6. My husband and I are foster parents for Rescue Pup, a nonprofit dog rescue society near where we live. Our second furbaby was one of our foster pups and we have had him since he was three weeks old. Our other two furry kids are also rescues - our first dog was from our local shelter and our cat "found" us. We have fostered over fifty animals through Rescue Pup and it is a very rewarding feelings helping abused and negleted animals get the good homes that they deserve.



7. I helped to raise almost $200,000 through the American Cancer Society's Relay for Life. I had never even heard of RFL, but a good friend of mine worked for ACS and needed a chair (i.e., the person in charge) last minute. She begged me and I did it as a favor to her, but she really did me the favor. I had to learn as I went, but we were able to raise more than double the money that was their previous record. It was one of the most amazing experiences of my life. If you have never been to a Relay, I highly suggest going to one.

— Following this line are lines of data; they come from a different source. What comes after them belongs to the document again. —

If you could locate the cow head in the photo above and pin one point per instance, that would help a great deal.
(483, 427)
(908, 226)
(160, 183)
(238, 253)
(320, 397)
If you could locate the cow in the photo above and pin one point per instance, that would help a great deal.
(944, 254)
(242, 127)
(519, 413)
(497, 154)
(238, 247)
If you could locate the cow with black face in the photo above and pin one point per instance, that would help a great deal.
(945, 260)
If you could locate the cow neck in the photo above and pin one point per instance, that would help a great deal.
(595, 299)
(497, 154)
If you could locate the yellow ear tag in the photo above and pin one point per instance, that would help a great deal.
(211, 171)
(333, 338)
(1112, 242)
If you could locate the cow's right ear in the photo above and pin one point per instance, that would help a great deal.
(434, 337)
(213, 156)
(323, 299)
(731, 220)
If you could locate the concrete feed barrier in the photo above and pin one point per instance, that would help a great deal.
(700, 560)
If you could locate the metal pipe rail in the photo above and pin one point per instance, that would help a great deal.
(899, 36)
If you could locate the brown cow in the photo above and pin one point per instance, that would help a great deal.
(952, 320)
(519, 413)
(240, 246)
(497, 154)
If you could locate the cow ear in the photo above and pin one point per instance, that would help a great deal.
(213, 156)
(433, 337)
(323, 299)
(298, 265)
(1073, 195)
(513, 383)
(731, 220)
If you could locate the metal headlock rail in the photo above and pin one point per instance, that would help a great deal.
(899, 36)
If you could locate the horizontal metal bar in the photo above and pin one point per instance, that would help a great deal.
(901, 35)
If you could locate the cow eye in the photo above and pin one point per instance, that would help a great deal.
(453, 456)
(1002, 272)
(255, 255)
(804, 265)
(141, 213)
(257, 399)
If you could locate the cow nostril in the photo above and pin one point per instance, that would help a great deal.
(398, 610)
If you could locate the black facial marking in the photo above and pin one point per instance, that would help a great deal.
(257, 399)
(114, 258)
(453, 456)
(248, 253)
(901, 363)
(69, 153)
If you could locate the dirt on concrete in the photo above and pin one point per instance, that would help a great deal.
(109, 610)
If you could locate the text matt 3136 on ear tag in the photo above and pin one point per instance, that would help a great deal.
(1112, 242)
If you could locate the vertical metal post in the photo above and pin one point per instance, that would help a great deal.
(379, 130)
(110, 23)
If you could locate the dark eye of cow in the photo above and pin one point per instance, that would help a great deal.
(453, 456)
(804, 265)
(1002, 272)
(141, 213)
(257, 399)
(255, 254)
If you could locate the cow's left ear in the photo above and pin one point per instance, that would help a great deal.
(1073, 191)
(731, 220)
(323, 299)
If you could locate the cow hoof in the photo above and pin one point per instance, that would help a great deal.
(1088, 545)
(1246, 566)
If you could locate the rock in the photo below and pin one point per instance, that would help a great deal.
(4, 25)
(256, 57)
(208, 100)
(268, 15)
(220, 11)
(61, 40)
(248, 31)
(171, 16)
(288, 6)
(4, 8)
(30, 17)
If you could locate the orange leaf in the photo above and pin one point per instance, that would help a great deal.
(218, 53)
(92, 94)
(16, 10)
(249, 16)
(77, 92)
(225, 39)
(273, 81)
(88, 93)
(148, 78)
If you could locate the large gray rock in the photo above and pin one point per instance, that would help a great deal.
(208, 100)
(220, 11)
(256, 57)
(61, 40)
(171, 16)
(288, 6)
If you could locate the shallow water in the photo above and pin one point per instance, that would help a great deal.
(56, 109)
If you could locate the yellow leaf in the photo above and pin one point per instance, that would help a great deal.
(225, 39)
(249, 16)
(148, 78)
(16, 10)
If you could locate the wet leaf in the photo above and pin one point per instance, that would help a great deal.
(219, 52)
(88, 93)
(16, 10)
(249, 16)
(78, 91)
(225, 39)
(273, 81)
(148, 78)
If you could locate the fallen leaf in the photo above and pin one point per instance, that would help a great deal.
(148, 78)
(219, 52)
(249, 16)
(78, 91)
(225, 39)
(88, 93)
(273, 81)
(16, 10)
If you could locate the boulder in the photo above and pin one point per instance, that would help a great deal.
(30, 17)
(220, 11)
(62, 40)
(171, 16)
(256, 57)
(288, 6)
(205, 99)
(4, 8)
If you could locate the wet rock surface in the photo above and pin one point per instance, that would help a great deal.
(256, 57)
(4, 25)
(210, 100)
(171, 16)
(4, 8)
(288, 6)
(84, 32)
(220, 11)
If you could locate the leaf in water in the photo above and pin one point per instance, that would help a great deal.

8. My infertility goal (beyond having a baby, of course) is to increase the awareness of miscarriage and the lack of education around it. The silence around miscarriage makes our grief harder to bear. I would like to put together a letter for parents who have just found out that their baby died and a packet of information on where to get more information and self-care. I am in the process of putting the packet together and soon want to start going to local offices in my area and seeing how they are received. I eventually want to start a website and see if I can get people in other areas to do the same. That is my someday dream, that my angels did not die in vain and that I can help others get through the darkest hours of pregnancy loss.



Coming up with eight random facts was harder for me than I would have thought. Although I think that I am a pretty interesting, it turns out that I am kind of boring and normal on paper. Oh, well!

You know, it just hit me that now I get to tag people! Okay, Polka Dot and Tracy, you're IT!